Paper of the Day (Po’D): Music Cover Song Identification Edition, pt. 2

Hello, and welcome to Paper of the Day (Po’D): Music Cover Song Identification Edition, pt. 2. We continue today with a paper mentioned in the post from yesterday: J. Serrà, E. Gómez, P. Herrera, and X. Serra, “Chroma binary similarity and local alignment applied to cover song identification,” IEEE Trans. Audio, Speech, Lang. Process., vol. 16, pp. 1138-1151, Aug. 2008.

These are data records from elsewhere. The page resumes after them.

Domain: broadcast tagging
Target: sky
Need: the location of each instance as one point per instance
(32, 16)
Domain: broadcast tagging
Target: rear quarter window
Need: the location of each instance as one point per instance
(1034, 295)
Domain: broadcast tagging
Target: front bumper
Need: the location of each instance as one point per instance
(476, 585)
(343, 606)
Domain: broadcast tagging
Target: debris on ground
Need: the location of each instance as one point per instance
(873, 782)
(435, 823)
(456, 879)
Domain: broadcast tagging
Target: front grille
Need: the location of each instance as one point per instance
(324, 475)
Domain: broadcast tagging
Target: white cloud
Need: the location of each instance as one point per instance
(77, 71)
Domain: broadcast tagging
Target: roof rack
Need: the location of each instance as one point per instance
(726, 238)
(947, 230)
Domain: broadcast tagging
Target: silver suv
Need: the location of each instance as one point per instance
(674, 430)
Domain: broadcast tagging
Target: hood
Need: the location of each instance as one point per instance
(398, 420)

The authors explore the impacts on cover song identification of feature types, alignment methods both in time and pitch, beat tracking, and comparison methods using dynamic time warping (DTW). They also propose a new system using sequences of harmonic pitch class profiles (HPCP), which are essentially smoothed chroma features computed from spectral peaks (and their first 8 harmonics) in the band (40,5000) Hz. Related to this work are the following:

First, the authors make comparisons with two baseline systems: 1) the correlation of beat-synchronized HPCPs (Ellis et al. 2007 Po’D here); and 2) using DTW with HCPCs from E. Gómez’s Ph. D. thesis. The authors find that HCPCs computed with smaller pitch divisions (i.e., 1/3 semitone), provide higher average F-measures and recalls; that a cross-correlation measure is better than the cosine distance (i.e., stay out of the Euclidean space); that a key finding algorithm hurts performance (i.e., avoid weak links and assumptions); averaging features over frames instead of beats appears to increase performance (i.e., beat tracking could be a weak link); global DTW path constraints do not help (i.e., use local path constraints).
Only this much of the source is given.